Pre draft products tend to be the worst examples of any NFL football product that is out there, both licensed and unlicensed. Prior to 2010, all the individual card companies had the opportunity to use jerseys from their college career, but with the exclusive NCAA licensed owned by Upper Deck, they are forced to use alternate methods now. This has led to massive issues with the visual appeal of the cards produced, even prompting Panini to wait until after the rookie premiere to release Prestige.
Last year, Topps created Bowman Signature, which was hoping to capitalize on the hole left by Panini’s shift away from releasing a pre-draft product. By all accounts, Bowman Signature was a product that just about everyone hated, as Topps was unable to use normal airbrushing techniques. This left the cards without a way to tell the players apart, which is a bad situation for a high end product.
Here ais the evidence:
Earlier last week, Topps previewed 2013 Bowman Football, our first glance at a product to be released with the 2013 draft class. This is a significant announcement for one simple reason, and it has to do with the fact that Bowman has not been its own standalone product since 2009. Bowman Chrome has had elements in 2010 and 2011 Topps Chrome as a subset, but it hasnt caught on despite great design work.

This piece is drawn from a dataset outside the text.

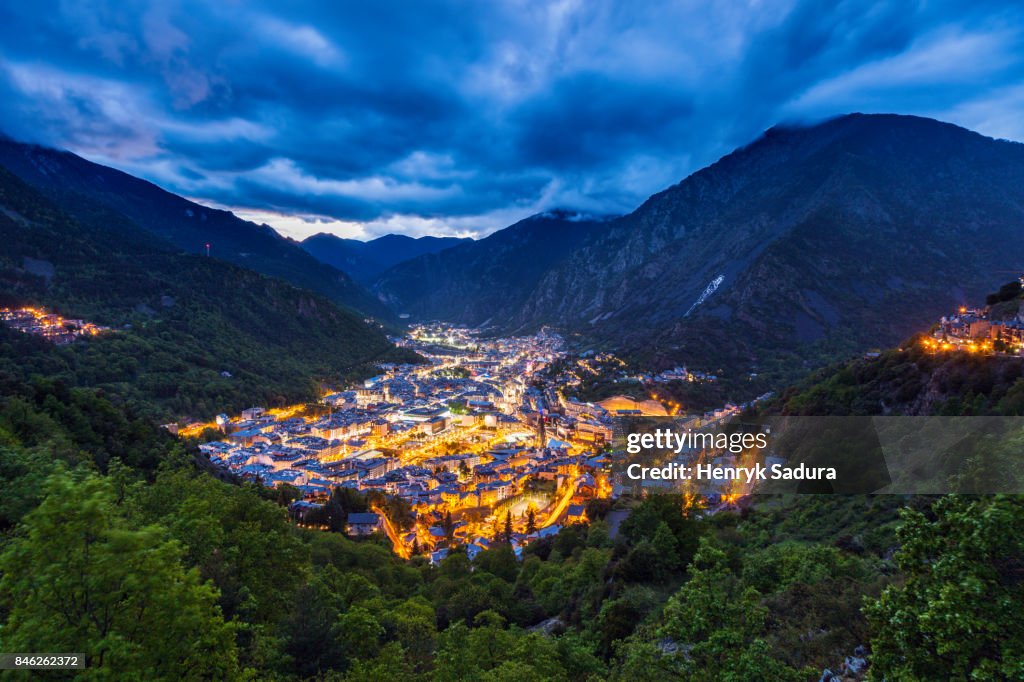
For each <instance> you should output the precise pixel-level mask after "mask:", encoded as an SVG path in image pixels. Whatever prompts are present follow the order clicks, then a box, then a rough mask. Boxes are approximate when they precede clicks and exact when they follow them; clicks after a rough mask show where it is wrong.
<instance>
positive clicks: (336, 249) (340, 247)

2010 Bowman Chrome Autos: Tim Tebow Auto /25
2011 Bowman Chrome Autos: Cam Newton Auto /25
I have high hopes for 2013 Bowman, as it will mark the return of hard signed autograph Chrome cards under the Bowman name for the first time in years. I say I only have high hopes and not genuine excitement for two specific reasons. First, the 2013 draft class is shaping up to be the worst in a decade, in terms of offense centric talent. Second, with the NFL properties team cracking down on the way rookies are presented in their products, this could end up being a disaster, with Topps being forced to conform to the unrealistic rules of the league.
On many occasions, I have said that there is no reason to release licensed products prior to the premiere. Similarly, I understand that there is A LOT of money to be made if products are successfully executed. Based on the designs we are seeing, this product looks to be built for success. However, as said before, we have to reserve judgement until we see what the final product looks like. The cards all look great, as they always do, but lets see if Topps can pay us back for what happened at the beginning of last year.